Selama Pandemi Buruh Sawit Alami Tiga Kesulitan

canalberita.com — Jaringan Transnational Palm Oil Labour Solidarity (TPOLS) melihat kondisi buruh perkebunan kelapa sawit semakin memburuk dengan adanya pandemi Covid-19.

“Selama pandemi Covid-19, buruh perkebunan sawit mengalami kesulitan pada tiga aspek utama yaitu perlindungan kesehatan, jaminan pendapatan dan pekerjaan, serta akses terhadap kebutuhan pokok. Pandemi Covid-19 semakin jelas menunjukkan kerentanan yang selama ini dialami oleh buruh perkebunan sawit”, kata Rizal Assalam, Koordinator TPOLS.

Zidane dari Sawit Watch menyatakan situasi keterisolasian perkebunan sawit tidak membuat buruh terbebas dari risiko terpapar. Pada tahun 2020 saja misalnya, sejumlah buruh perkebunan sawit dilaporkan terpapar virus Covid 19.

“Sepanjang Juli lalu, kami menerima informasi sejumlah buruh perkebunan sawit di Kalimantan dan Papua terpapar covid -19. Jika dikalkulasi jumlahnya mencapai lebih dari 150 kasus,” kata Zidane dalam keterangan resmi kepada InfoSAWIT.

Laporan jumlah kasus di buruh perkebunan sawit tampak tidak sebanyak di perkotaan. Namun, angka sesungguhnya berpotensi lebih besar. “Kami mengkhawatirkan laporan jumlah buruh perkebunan sawit di Indonesia yang terpapar Covid-19 seperti fenomena gunung es. Kondisi dimana buruh perkebunan sawit sulit mengakses uji PCR, alat pelindung diri yang tidak memadai dan ketidakterbukaan perusahaan menimbulkan kekhawatiran jumlah buruh yang terpapar tidak diketahui pasti,” sambung Zidane.

Perkebunan sawit seperti di wilayah Kalimantan Timur, Kalimantan Tengah, Sumatera Selatan tidak menyediakan masker medis yang direkomendasikan oleh WHO dan alat pelindung diri untuk mencegah penularan virus. “Situasi ini mengulang cerita buruknya standar kesehatan dan keselamatan kerja, terutama mengenai alat pelindung diri yang tidak pernah sesuai risiko kerja dan selalu tersedia setiap saat,” kata Ismet Inoni dari GSBI.

Lebih jauh menurut Ismet, “Sebagian besar pekerjaan di perkebunan sawit adalah pekerjaan dimana buruhnya berjarak satu sama lain, namun itu jangan dijadikan alasan sehingga perusahaan lalai memenuhi kewajibannya mencegah penyebaran dan meminimalisir resiko terpapar,” tandas dia.

Dianto Arifin dari SEPASI menyatakan selama pandemi covid -19 buruh kesulitan membeli bahan pokok dengan harga terjangkau. “Pembatasan mobilitas yang diterapkan perusahaan menyulitkan buruh untuk membeli kebutuhan pokok dengan harga murah di luar area perkebunan. Akibatnya buruh harus membeli kebutuhan pokok di dalam areal perkebunan dengan harga lebih mahal,” kata Dianto Arifin.
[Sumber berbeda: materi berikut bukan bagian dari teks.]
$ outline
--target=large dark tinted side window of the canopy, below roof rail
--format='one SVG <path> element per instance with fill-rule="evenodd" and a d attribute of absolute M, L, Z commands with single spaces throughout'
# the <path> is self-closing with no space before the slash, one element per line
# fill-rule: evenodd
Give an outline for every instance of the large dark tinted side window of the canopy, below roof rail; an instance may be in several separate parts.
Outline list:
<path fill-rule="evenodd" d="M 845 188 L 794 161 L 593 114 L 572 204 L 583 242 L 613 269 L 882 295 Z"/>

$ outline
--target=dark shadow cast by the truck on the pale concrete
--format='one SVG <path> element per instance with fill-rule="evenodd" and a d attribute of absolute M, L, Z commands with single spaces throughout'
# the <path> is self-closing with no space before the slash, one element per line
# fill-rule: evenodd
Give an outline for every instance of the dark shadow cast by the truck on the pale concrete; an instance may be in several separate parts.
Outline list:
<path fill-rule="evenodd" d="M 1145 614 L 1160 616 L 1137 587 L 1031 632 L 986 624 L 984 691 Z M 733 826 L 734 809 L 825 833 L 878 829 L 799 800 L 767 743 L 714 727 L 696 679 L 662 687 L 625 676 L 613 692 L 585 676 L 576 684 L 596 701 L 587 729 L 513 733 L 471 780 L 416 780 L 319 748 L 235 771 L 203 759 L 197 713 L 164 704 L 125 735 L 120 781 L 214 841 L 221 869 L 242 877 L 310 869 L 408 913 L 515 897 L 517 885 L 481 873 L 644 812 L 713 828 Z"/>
Pada banyak kasus, pemukiman buruh yang padat dan kewajiban mengikuti apel pagi berpotensi menjadikan virus ini lebih cepat menyebar. “Selain itu, buruknya infrastruktur jalan dan akses fasilitas publik telah lama menyulitkan buruh perkebunan sawit dan keluarganya mendapatkan layanan kesehatan, apalagi dalam situasi pandemi Covid-19,” ujar pengurus Serikat Pekerja Nasional wilayah kalimantan Timur Kornelis WG.

Buruh perempuan merupakan kelompok yang paling rentan. Menurut Kornelis, buruh harian lepas, yang mayoritas perempuan adalah kelompok yang paling rentan. “Perempuan BHL pergi dan pulang kerja berhimpitan di atas truk penjemput dan bekerja tanpa alat fasilitas pelindung diri yang memadai,” tandas dia.